When the Treaty was first negotiated, participating states approved the use of panoramic and framing cameras using film, video cameras, infra-red line-scanning devices, and sideways-looking synthetic aperture radar – all far less capable than what was then available to intelligence agencies. The maximum ground resolution acceptable with treaty-approved cameras is 30 centimeters. Today, anyone can buy commercial satellite imagery with a resolution of 25 centimeters.

The Treaty has provisions to upgrade and modernize sensors. Film has long ago given way to digital imagery. As noted above, Treaty members have agreed to allow a digital electro-optical sensor package upgrade, but not to allow Open Skies flights to operate so that higher resolution can be obtained. Even so, Adm. Haney and Gen. Stewart have expressed the view that Russia will be able to gain a “significant” advantage if the United States continues to rely on the old film system.

If true, then why not do what the Russians are doing and what Treaty members are willing to permit? The short answer is that the Pentagon dropped the ball. A policy directive to proceed with the upgrade was issued in 2012, but the Defense Department didn’t get around to issuing a request for proposals until 2015, and still hasn’t selected a contractor. The issue isn’t money – perhaps $45 million – which won’t bankrupt the Department of Defense.

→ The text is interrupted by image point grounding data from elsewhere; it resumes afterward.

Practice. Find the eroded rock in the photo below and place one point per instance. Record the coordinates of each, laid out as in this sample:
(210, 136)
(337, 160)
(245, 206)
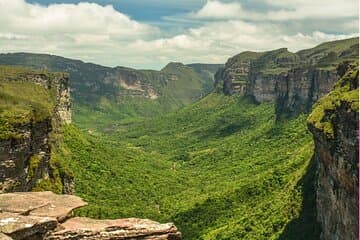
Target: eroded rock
(20, 227)
(129, 228)
(43, 204)
(45, 215)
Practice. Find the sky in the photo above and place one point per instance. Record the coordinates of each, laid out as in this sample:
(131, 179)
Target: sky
(150, 33)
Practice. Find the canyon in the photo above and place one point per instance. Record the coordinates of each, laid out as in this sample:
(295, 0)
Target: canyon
(224, 176)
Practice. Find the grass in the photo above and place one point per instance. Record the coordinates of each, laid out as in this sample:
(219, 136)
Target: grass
(342, 92)
(21, 101)
(221, 168)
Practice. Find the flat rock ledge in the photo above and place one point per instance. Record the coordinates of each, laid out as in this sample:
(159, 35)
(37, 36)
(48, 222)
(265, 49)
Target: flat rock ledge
(47, 216)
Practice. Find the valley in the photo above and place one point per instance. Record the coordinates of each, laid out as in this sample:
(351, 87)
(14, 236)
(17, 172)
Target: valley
(222, 151)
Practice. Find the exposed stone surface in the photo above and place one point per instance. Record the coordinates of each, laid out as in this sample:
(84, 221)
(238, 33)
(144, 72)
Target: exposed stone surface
(25, 227)
(4, 237)
(44, 215)
(334, 123)
(33, 144)
(294, 81)
(44, 204)
(130, 228)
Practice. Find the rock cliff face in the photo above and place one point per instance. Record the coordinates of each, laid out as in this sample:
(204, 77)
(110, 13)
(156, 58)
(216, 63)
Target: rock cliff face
(295, 81)
(47, 216)
(25, 154)
(334, 123)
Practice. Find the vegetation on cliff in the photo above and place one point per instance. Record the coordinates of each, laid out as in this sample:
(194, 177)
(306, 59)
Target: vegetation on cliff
(22, 102)
(234, 174)
(344, 92)
(117, 93)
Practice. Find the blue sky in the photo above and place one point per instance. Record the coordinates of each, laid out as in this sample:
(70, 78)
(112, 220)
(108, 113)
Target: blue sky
(150, 33)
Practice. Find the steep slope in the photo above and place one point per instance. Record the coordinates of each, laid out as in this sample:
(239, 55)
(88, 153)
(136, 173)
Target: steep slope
(295, 81)
(234, 174)
(334, 124)
(118, 93)
(33, 106)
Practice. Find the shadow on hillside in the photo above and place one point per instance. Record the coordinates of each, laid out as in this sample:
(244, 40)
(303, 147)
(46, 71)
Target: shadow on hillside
(305, 227)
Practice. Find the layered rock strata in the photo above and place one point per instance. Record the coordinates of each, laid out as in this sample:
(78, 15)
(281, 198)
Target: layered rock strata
(334, 124)
(47, 216)
(25, 157)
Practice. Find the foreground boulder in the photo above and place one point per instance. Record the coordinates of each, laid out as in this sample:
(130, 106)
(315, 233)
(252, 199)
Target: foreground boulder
(47, 216)
(42, 204)
(130, 228)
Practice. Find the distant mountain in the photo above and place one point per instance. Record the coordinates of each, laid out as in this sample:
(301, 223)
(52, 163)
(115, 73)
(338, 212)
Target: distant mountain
(295, 81)
(122, 92)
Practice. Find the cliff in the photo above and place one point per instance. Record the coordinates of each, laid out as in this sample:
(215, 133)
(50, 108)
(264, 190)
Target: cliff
(295, 81)
(334, 122)
(47, 216)
(122, 92)
(34, 105)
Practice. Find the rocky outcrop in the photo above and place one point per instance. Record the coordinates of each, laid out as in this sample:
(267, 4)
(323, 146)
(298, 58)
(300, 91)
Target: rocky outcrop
(232, 78)
(294, 81)
(47, 216)
(25, 157)
(334, 124)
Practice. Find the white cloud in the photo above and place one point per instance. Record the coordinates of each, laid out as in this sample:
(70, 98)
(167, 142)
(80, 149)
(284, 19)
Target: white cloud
(286, 10)
(216, 9)
(106, 36)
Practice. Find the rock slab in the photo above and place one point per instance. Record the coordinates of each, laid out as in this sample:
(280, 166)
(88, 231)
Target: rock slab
(47, 216)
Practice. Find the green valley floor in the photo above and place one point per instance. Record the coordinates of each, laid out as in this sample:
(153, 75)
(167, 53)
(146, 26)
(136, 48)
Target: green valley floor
(221, 168)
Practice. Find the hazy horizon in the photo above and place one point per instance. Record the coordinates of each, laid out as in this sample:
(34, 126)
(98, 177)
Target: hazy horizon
(149, 34)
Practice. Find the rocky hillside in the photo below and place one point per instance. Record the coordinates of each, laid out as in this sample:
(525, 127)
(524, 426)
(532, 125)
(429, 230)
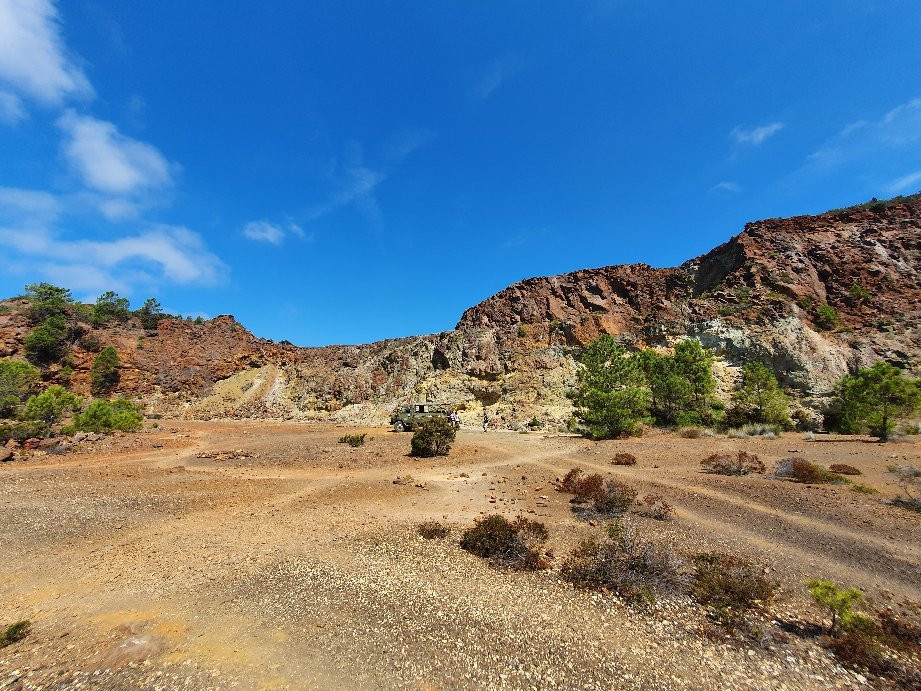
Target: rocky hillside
(812, 296)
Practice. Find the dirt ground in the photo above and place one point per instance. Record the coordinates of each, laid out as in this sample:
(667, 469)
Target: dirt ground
(245, 554)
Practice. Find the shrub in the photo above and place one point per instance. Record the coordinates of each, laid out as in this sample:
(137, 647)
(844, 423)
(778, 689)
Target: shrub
(46, 342)
(624, 458)
(514, 545)
(614, 498)
(20, 431)
(800, 470)
(433, 530)
(729, 584)
(741, 463)
(15, 632)
(105, 372)
(432, 437)
(633, 568)
(107, 416)
(873, 398)
(353, 439)
(844, 469)
(610, 398)
(656, 507)
(49, 406)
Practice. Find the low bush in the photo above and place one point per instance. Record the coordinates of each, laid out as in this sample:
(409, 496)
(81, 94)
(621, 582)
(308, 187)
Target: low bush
(633, 568)
(432, 437)
(103, 416)
(742, 463)
(614, 498)
(433, 530)
(844, 469)
(353, 439)
(801, 470)
(517, 544)
(730, 585)
(15, 632)
(624, 458)
(655, 506)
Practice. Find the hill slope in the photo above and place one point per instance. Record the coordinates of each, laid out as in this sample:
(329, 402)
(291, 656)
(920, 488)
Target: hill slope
(761, 295)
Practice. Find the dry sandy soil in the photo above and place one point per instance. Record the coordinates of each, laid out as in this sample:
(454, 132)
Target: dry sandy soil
(149, 561)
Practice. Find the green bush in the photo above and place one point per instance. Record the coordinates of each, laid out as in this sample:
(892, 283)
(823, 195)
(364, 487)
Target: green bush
(759, 399)
(46, 343)
(106, 371)
(18, 380)
(515, 544)
(50, 405)
(110, 307)
(432, 437)
(352, 439)
(15, 632)
(611, 398)
(46, 300)
(107, 416)
(873, 399)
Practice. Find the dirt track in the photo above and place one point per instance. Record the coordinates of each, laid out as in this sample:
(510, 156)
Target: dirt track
(295, 564)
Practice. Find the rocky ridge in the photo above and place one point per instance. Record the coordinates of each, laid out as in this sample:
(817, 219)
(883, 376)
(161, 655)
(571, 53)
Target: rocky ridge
(757, 296)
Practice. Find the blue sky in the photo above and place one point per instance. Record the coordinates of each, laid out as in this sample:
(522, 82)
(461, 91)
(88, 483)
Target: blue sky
(341, 172)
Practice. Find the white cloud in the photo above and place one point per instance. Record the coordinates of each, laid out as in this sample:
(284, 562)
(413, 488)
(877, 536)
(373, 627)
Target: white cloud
(32, 56)
(906, 183)
(159, 253)
(495, 75)
(110, 162)
(11, 110)
(726, 187)
(755, 135)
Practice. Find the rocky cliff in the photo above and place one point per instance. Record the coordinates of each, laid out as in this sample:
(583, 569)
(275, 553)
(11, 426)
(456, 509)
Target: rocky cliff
(813, 296)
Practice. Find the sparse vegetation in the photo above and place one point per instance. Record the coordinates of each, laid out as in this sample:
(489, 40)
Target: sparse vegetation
(15, 632)
(741, 463)
(730, 585)
(103, 416)
(624, 458)
(432, 437)
(633, 568)
(106, 371)
(516, 544)
(433, 530)
(353, 440)
(873, 399)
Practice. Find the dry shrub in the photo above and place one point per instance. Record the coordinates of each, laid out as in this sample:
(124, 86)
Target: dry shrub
(571, 480)
(741, 463)
(801, 470)
(730, 585)
(515, 545)
(656, 507)
(624, 458)
(614, 498)
(633, 568)
(433, 530)
(844, 469)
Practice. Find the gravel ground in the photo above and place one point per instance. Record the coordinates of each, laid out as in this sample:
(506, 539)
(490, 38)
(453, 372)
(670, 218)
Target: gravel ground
(265, 555)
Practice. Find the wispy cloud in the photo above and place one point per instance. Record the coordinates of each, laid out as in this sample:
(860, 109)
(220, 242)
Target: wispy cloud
(11, 109)
(906, 183)
(33, 59)
(726, 187)
(496, 73)
(273, 233)
(755, 136)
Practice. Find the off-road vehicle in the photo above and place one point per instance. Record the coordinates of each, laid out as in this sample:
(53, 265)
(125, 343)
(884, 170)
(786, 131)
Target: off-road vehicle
(411, 414)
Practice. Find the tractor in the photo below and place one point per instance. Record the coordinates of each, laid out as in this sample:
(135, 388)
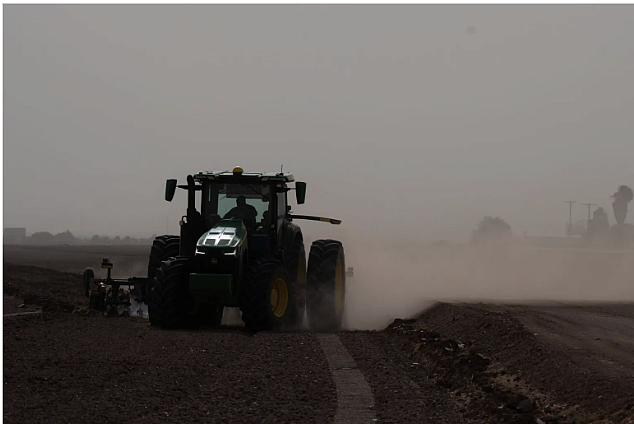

The problem is that Open Skies flights are a very low priority for the Pentagon.

Presidents Eisenhower, Reagan, and Bush were right in the past, and their instincts continue to be sound today: mutual transparency is a net plus for open societies when dealing with authoritarian leaders. At a time when the Pentagon is embarked on a new three-billion dollar initiative to reassure European friends and allies worried about Russian belligerence, it makes sense to speed up equipping the U.S. Open Skies plane with digital imaging capabilities, rather to complain about the disadvantages of mutual transparency.

Note to readers: A shorter version of this argument was published in Defense One on March 7th.